HOUSTON - Of the 100,000 people waiting for a life-saving organ transplant in the United States, nearly 2,000 of them are children – and more than a quarter of them are under 5 years old.
National Pediatric Transplant Week, which runs from April 23-29, honors and celebrates the gift of life that pediatric organ donation and transplants provide. Brian and Leslie Blankenship know firsthand what that gift means.
While Leslie was pregnant, their son Oliver was diagnosed with Hypoplastic Left Heart Syndrome, a rare, congenital heart defect in which the left side of the heart is underdeveloped.
READ MORE: Biden administration plans to revamp, modernize organ transplant system
The family moved from Arkansas to Houston so Oliver could be treated at Texas Children’s Hospital, the top hospital in the U.S. for pediatric heart patients. Oliver was born at Texas Children’s in June 2018. He spent his first 234 days in the ICU.
Oliver Blankenship leaves Texas Children's Hospital after a heart transplant (Texas Children's)
"He had to go through a series of surgeries, the first one at 7 days old, not to correct the heart, but to make the right side of the heart do what the left side should do," Leslie said in a video message. "And that’s not necessarily life-sustaining, but it gets a lot of kids to a point where they can thrive. Unfortunately it’s not a cure, and a lot of kids like Oliver have complications."
Oliver had a second heart surgery a few months later at 4 and a half months old. Months after the second surgery, the family was able to move back to Arkansas for a couple of "great, uneventful years."

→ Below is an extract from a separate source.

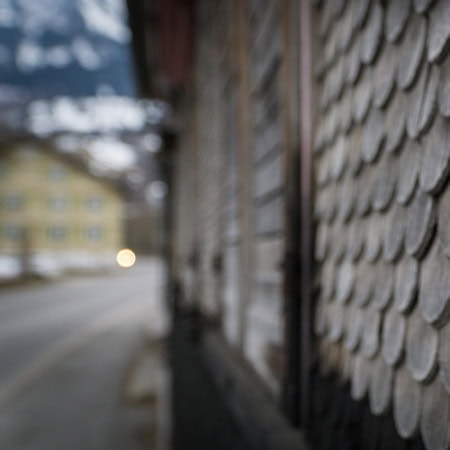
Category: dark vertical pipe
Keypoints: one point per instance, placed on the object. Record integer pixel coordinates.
(306, 224)
(291, 292)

Oliver Blankenship leaves Texas Children's Hospital after a heart transplant (Texas Children's)
But Oliver’s heart was still weakening, and after a third heart surgery at Texas Children’s in July 2022, Brian and Leslie learned he’d need a heart transplant to survive.

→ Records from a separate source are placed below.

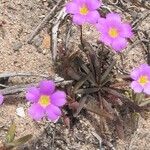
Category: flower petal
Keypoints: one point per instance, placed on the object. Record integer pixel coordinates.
(136, 87)
(119, 44)
(101, 25)
(147, 89)
(114, 17)
(126, 30)
(78, 19)
(93, 4)
(32, 94)
(135, 74)
(36, 112)
(53, 112)
(1, 99)
(92, 17)
(105, 39)
(47, 87)
(72, 8)
(58, 98)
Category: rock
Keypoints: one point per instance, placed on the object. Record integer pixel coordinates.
(17, 46)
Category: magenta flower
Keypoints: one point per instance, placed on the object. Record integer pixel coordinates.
(1, 99)
(141, 77)
(84, 11)
(113, 32)
(45, 101)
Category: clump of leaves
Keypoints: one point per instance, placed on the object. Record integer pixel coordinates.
(11, 142)
(95, 86)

Oliver had heart transplant surgery on January 14, 2023. After 281 days in the hospital, Oliver went home in April, three months after receiving his new heart.

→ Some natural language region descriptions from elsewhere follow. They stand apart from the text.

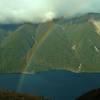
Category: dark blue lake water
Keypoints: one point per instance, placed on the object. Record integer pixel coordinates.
(61, 85)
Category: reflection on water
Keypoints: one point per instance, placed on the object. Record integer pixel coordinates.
(59, 84)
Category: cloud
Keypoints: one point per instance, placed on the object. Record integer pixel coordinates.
(18, 11)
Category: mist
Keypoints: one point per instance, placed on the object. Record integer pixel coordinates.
(19, 11)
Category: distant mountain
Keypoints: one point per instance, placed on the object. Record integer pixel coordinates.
(71, 44)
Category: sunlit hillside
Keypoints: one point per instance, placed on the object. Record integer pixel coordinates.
(70, 44)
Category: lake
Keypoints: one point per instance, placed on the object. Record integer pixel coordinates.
(60, 85)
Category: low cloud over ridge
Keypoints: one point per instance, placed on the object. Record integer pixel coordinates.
(18, 11)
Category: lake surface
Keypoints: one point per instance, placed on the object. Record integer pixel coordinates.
(61, 85)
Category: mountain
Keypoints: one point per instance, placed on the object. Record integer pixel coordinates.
(70, 44)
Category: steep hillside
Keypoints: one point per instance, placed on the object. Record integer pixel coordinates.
(70, 44)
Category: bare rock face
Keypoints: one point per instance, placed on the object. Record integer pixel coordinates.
(91, 95)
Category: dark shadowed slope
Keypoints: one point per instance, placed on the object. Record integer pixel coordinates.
(70, 44)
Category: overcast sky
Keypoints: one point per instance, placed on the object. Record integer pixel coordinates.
(12, 11)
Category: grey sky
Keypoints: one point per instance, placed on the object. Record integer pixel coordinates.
(43, 10)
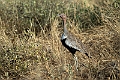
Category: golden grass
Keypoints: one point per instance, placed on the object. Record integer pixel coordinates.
(25, 56)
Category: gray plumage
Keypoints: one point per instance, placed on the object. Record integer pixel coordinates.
(72, 43)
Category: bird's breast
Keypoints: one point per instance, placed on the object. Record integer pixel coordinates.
(63, 36)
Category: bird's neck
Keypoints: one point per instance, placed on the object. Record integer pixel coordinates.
(65, 28)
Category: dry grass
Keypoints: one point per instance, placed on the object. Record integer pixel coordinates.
(31, 48)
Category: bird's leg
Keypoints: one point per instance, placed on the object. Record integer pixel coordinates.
(76, 62)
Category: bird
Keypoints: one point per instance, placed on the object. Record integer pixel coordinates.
(71, 42)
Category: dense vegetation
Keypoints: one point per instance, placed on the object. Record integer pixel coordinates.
(30, 47)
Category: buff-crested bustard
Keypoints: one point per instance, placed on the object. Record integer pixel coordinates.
(71, 42)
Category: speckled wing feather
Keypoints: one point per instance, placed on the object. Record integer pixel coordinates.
(75, 43)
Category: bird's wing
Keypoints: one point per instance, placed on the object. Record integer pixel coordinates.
(75, 43)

READ MORE: Proposed Massachusetts bill would reduce inmate sentences if they donate organs
"Without organ donation, he wouldn’t be here," an emotional Brian said. "It means everything."
According to Donate Life America, most children younger than 1 on the waiting list are in need of a heart transplant. Part of National Pediatric Transplant Week’s mission is to eliminate the pediatric transplant waiting list.